Paul Woolford singles chronology
| "You Already Know" (2019) | "Looking for Me" (2020) | "Tear It Up" (2020) |

Diplo singles chronology
| "Do Si Do" (2020) | "Looking for Me" (2020) | "Daylight" (2020) |

Kareen Lomax singles chronology
| "Muse" (2018) | "Looking for Me" (2020) | "Hard Feelings" (2020) |

Music video
- "Looking for Me" on YouTube

= Looking for Me =

2020 single by Paul Woolford and Diplo featuring Kareen Lomax

"Looking for Me" is a song by British producer Paul Woolford and American producer Diplo, featuring vocals from American singer Kareen Lomax. It was released as a single on 24 June 2020, and has peaked at number 4 on the UK Singles Chart.

==Background==
Before the song came about, Lomax messaged Diplo on Instagram, with hopes to be featured on one of his productions. Paul Woolford also revealed that he was working on a collaboration with Diplo in January 2020.
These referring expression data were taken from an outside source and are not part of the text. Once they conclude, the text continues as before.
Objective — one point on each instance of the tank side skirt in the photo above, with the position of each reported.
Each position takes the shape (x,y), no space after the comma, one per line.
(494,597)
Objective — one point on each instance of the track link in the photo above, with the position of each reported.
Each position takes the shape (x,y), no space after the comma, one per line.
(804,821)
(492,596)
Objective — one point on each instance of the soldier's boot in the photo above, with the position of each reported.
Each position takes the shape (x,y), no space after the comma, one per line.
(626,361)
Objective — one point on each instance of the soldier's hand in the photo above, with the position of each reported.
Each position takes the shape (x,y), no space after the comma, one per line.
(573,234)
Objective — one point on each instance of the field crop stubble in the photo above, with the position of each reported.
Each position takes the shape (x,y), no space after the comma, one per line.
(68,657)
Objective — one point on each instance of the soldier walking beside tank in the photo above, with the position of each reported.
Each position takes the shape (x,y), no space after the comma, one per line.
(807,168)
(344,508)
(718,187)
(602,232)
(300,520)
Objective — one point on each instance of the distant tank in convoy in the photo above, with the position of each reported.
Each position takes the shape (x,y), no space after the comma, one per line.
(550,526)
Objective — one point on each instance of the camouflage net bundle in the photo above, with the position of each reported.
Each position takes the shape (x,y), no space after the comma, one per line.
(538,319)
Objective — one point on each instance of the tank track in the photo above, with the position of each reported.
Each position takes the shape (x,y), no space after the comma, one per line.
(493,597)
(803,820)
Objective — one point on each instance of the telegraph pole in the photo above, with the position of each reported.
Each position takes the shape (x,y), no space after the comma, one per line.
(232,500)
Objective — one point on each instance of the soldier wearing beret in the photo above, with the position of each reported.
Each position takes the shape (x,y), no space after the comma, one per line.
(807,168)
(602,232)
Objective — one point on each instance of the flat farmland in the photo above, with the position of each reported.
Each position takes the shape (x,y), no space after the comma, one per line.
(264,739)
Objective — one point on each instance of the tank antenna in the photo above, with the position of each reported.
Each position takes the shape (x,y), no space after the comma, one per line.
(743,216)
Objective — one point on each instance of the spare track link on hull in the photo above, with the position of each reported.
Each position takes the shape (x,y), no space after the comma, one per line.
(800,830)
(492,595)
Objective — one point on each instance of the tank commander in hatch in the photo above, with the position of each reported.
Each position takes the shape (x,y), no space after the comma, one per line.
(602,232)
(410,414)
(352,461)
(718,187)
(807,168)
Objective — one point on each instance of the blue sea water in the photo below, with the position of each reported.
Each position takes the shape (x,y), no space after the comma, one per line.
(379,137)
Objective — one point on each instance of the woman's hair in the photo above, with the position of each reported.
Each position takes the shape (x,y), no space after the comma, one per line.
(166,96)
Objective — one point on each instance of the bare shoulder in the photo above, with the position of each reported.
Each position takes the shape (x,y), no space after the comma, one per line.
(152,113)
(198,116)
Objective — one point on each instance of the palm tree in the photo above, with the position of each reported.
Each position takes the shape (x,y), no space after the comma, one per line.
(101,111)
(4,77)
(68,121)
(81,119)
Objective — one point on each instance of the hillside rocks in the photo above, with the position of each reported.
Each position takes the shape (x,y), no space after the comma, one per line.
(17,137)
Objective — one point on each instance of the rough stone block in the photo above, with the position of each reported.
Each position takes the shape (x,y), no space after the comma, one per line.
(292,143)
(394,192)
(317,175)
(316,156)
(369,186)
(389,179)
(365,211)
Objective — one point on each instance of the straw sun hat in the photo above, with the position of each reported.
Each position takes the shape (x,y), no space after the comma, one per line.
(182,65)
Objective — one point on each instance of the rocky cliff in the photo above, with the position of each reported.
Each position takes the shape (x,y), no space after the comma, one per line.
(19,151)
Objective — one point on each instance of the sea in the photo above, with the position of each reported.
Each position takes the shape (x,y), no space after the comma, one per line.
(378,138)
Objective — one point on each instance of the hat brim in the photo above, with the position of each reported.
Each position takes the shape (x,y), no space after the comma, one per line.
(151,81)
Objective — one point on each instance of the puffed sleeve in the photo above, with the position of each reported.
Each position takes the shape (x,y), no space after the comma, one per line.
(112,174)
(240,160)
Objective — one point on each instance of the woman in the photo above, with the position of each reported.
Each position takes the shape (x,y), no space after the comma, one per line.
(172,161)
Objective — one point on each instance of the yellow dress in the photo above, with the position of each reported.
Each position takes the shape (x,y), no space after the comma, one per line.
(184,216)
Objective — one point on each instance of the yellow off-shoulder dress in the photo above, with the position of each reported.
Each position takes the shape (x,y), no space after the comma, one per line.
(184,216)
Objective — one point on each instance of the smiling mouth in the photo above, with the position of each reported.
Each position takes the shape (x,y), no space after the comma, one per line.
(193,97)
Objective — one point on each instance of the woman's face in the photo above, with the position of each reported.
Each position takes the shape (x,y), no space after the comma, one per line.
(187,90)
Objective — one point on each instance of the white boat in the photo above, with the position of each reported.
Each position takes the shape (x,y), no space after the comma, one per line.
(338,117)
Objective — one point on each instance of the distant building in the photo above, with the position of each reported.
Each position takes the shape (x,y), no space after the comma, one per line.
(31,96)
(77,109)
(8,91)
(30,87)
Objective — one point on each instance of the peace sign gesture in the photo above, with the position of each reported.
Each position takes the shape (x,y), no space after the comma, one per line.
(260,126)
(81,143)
The song was released through Diplo's record label, Higher Ground and features vocals by American singer Kareen Lomax.

==Chart performance==
"Looking for Me" first entered the UK Singles Chart top 100 in July 2020, making its debut at number 74 and reaching the top 40 in its fourth week on the chart. It took a further five weeks to make it to the top 10, during which time it also topped the UK Trending Chart. It reached its peak of four on the week dated 1 October, spending two weeks there.

==Charts==

===Weekly charts===

Chart performance for "Looking for Me"
| Chart (2020–2021) | Peak position |
|---|---|
| Australia (ARIA) | 32 |
| Belgium (Ultratip Bubbling Under Wallonia) | 27 |
| Ireland (IRMA) | 1 |
| Romania (Airplay 100) | 99 |
| Scotland (OCC) | 5 |
| UK Singles (OCC) | 4 |
| US Hot Dance/Electronic Songs (Billboard) | 18 |

===Year-end charts===

Year-end chart performance for "Looking for Me"
| Chart (2020) | Position |
|---|---|
| UK Singles (OCC) | 55 |
| US Hot Dance/Electronic Songs (Billboard) | 59 |

==Certifications==

| Region | Certification | Certified units/sales |
| Australia (ARIA) | Platinum | 70,000^{‡} |
| New Zealand (RMNZ) | Gold | 15,000^{‡} |
| United Kingdom (BPI) | 2× Platinum | 1,200,000^{‡} |
^{‡} Sales+streaming figures based on certification alone.